The Beethoven Complete Sonatas Concerts have finally reached their climax! This time, I will perform the extremely technically challenging Hammerklavier.

It has been a while since I heard a string quartet concert, but I attended one recently. I was very impressed by the fact that sounds made by four people can be so well balanced and interact so naturally – sometimes in harmony, other times as independent voices.

The piano, meanwhile, requires you to have this interaction by yourself, and since you are alone, exerting control should be easy; this in fact is quite difficult to achieve, not to mention the effort of having to separate individual voices. Particularly when playing a fugue, one has to control everything about the theme – being sung like a choir, overlapping and colliding. But I fell in love with the piano as a child precisely because all these elements could be expressed in so many ways, all at once.

Bach had a huge influence on composers of later generations, and examining the fugues these composers wrote is enjoyable. Contrapuntal motifs often appear in Beethoven’s works, and within his sonatas, there is a fugue in the finale of the Opus 101 which I performed at the second concert. This unfaltering movement, sounding as though the goal has finally been reached, suddenly incorporates a fugue in a minor key. The fugue is complex and displays conflict, as though reflecting back on the struggle to reach this point.

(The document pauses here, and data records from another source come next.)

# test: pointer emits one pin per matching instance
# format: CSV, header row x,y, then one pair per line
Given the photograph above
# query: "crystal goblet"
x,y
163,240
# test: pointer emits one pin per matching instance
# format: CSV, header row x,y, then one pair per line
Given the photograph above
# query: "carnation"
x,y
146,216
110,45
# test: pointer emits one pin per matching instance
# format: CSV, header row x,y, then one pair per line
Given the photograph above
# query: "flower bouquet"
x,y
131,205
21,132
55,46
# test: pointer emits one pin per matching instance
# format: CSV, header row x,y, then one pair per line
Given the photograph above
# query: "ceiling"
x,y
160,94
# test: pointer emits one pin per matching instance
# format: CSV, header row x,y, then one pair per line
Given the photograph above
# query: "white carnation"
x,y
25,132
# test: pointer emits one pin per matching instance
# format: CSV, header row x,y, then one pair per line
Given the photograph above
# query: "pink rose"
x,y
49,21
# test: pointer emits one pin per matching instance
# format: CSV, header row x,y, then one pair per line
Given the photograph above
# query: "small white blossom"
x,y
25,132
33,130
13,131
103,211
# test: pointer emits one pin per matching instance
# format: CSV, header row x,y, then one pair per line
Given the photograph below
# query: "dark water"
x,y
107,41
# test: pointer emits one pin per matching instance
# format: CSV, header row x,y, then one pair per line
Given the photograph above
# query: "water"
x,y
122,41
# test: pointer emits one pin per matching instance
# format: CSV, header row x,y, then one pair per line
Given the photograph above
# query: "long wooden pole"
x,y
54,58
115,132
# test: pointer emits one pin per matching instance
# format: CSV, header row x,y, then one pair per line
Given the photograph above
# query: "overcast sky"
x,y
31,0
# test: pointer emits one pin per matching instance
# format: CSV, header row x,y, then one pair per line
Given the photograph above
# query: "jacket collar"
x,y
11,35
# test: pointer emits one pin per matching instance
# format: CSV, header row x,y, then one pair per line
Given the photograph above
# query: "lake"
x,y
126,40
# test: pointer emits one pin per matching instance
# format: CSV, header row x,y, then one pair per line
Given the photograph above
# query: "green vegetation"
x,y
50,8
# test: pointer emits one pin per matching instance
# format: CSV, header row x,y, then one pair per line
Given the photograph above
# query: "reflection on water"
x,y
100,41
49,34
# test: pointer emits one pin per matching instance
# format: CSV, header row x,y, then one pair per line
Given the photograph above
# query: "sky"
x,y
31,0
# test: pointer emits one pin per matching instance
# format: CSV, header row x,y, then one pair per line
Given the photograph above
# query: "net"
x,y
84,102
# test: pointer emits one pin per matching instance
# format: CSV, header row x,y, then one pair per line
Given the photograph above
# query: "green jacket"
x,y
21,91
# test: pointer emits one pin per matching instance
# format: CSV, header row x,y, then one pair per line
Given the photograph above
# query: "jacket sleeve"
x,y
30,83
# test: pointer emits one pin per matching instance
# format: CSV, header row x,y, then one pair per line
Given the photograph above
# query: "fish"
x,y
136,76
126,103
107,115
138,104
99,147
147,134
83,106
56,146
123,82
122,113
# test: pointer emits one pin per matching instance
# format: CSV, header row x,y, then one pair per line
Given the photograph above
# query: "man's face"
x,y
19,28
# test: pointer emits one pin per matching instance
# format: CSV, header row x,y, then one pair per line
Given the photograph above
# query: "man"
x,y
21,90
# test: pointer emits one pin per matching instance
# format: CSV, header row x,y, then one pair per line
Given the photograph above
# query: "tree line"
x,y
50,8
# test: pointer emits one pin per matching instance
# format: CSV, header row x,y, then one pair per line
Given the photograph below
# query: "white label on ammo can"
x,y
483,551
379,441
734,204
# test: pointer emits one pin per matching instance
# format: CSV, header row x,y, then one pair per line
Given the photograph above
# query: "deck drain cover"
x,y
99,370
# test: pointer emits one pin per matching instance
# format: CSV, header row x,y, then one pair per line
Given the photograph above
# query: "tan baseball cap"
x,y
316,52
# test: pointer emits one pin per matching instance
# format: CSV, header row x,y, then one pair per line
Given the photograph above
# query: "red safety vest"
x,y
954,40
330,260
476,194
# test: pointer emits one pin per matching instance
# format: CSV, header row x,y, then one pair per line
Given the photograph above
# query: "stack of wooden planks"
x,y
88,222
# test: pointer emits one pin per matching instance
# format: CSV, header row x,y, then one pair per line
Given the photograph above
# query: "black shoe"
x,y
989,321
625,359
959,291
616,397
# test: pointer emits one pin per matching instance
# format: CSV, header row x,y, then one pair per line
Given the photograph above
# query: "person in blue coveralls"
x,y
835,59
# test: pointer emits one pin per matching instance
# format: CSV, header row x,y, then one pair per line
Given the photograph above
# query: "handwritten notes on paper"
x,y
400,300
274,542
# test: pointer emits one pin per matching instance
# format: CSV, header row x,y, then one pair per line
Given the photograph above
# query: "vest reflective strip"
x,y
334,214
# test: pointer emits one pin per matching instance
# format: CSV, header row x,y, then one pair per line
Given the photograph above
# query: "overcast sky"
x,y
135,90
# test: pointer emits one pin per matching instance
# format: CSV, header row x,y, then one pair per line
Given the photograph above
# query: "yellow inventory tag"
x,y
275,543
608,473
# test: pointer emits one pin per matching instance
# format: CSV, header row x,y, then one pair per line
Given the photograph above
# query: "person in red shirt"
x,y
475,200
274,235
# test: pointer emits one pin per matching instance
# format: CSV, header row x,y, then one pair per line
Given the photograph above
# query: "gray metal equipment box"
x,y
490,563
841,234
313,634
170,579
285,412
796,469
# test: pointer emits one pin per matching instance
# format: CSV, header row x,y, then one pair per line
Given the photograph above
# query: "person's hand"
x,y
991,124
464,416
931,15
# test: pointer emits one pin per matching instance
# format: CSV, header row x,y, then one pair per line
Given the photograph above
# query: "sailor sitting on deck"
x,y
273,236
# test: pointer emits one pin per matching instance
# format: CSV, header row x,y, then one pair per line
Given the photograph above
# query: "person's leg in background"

The next time Beethoven uses a fugue is in the final movement of the work I am performing today – the Hammerklavier, Opus 106 (which follows Opus 101). The entire movement is in fact a developing, expansive fugue. The preceding third movement is extremely sorrowful. Following the introduction of the fourth movement, the fugue starts out simply as though searching for something, with gradual variations in which themes interconnect, communicate and develop, but then rapidly become lost in a maze, reaching a dead end with a dominant D-minor chord. There is then a bar of silence, before a gentle chorale begins as though an angel of redemption has appeared.

The feeling one gets from the fugue at the end of this composition, as though representing ‘redemption’, can also be felt in the fugue in Mendelssohn’s Prelude and Fugue in E minor No. 1 (written following the illness and death of a friend) or of Franck’s Prélude, Choral et Fugue. Is this indescribable moment of salvation the moment of peace that one feels following death? I never cease to be amazed by the power of music to stir the soul.

I hope you enjoy listening to Beethoven’s late period masterpiece that pushes the piano to its limits alongside the Opus 10-1 sonata, which I haven’t played since I was a teen, as well as the vigorous Opus 22 sonata, which is in the same B-flat major key as the Opus 106.